Não estou dizendo que eu acredite nisso, mesmo porque não tenho esta capacidade (de acreditar no que quer que seja), mas que é uma saída intelectualmente confortável para os que crêem, não tenho dúvidas. Tenho boas experiências com estudantes que entraram literalmente em crise com suas convicções e que sossegaram ao ler o artigo.

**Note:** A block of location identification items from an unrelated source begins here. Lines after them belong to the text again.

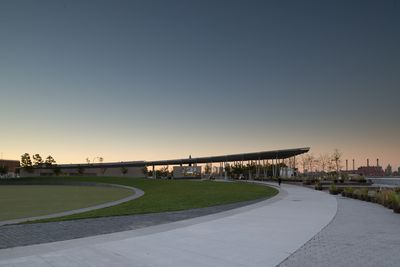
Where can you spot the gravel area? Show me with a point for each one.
(29, 234)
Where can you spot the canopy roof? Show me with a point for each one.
(263, 155)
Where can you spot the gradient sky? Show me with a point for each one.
(146, 80)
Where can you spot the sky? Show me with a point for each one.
(148, 80)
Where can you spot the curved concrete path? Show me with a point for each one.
(361, 234)
(136, 194)
(262, 234)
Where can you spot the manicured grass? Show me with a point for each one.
(168, 195)
(21, 201)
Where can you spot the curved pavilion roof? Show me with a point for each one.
(263, 155)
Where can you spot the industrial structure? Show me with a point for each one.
(218, 165)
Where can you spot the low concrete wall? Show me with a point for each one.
(385, 181)
(136, 172)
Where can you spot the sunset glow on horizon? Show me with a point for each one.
(151, 80)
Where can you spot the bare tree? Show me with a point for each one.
(323, 161)
(337, 159)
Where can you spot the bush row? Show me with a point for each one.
(386, 197)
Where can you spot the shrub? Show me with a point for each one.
(333, 189)
(318, 185)
(363, 194)
(348, 192)
(396, 203)
(357, 194)
(386, 198)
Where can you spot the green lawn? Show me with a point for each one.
(21, 201)
(168, 195)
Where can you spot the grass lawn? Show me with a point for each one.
(21, 201)
(167, 195)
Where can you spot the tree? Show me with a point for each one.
(26, 162)
(388, 170)
(80, 170)
(323, 161)
(207, 169)
(145, 171)
(3, 170)
(124, 170)
(57, 170)
(337, 159)
(37, 160)
(49, 161)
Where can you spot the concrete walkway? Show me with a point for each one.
(362, 234)
(263, 234)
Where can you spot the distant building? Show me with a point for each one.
(11, 165)
(375, 171)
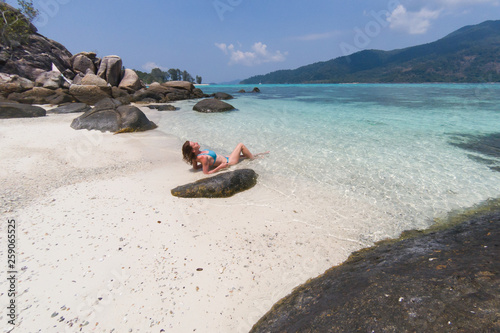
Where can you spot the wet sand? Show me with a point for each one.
(103, 246)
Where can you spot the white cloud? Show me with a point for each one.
(412, 22)
(318, 36)
(468, 2)
(150, 65)
(257, 55)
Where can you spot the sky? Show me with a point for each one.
(226, 40)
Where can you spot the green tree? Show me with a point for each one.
(173, 74)
(15, 24)
(159, 75)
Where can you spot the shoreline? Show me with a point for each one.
(103, 245)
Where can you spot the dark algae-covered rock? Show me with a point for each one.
(222, 95)
(434, 281)
(71, 108)
(212, 105)
(221, 186)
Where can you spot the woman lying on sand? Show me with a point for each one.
(193, 155)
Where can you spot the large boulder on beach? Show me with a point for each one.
(10, 83)
(82, 62)
(16, 110)
(50, 80)
(130, 80)
(89, 94)
(71, 108)
(110, 115)
(111, 69)
(221, 186)
(91, 79)
(222, 95)
(434, 281)
(212, 105)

O problema persiste mesmo nos fundamentalistas, que não conseguem aceitar nem mesmo revisões coerentes em seu conjunto de crenças... Se você não conseguir aceitar, por exemplo, que não está no centro da criação, aí não tem jeito mesmo...

Nelson disse...

É, eu conheço essa "saída" que o Dabzansky achou, mas não acho que ela seja uma solução real pro problema de quem acredita em alguma coisa. Claro, eu acho que a gente tem que distinguir entre duas situações. Na primeira, tem as pessoas (indivíduos) e como elas vão compatibilizar as coisas dentro de suas cabeças. Pra esse pessoal, uma estratégia como a do Dobzhansky está OK. Exemplo relacionado, conheço muita gente que é católica romana e acredita em reencarnação, e realmente não estão nem aí sobre o fato de que pela motilogia estrita do catolicismo romano essas duas coisas não têm nada a ver. Na cabeça delas fez todo o sentido do mundo e isso é suficiente.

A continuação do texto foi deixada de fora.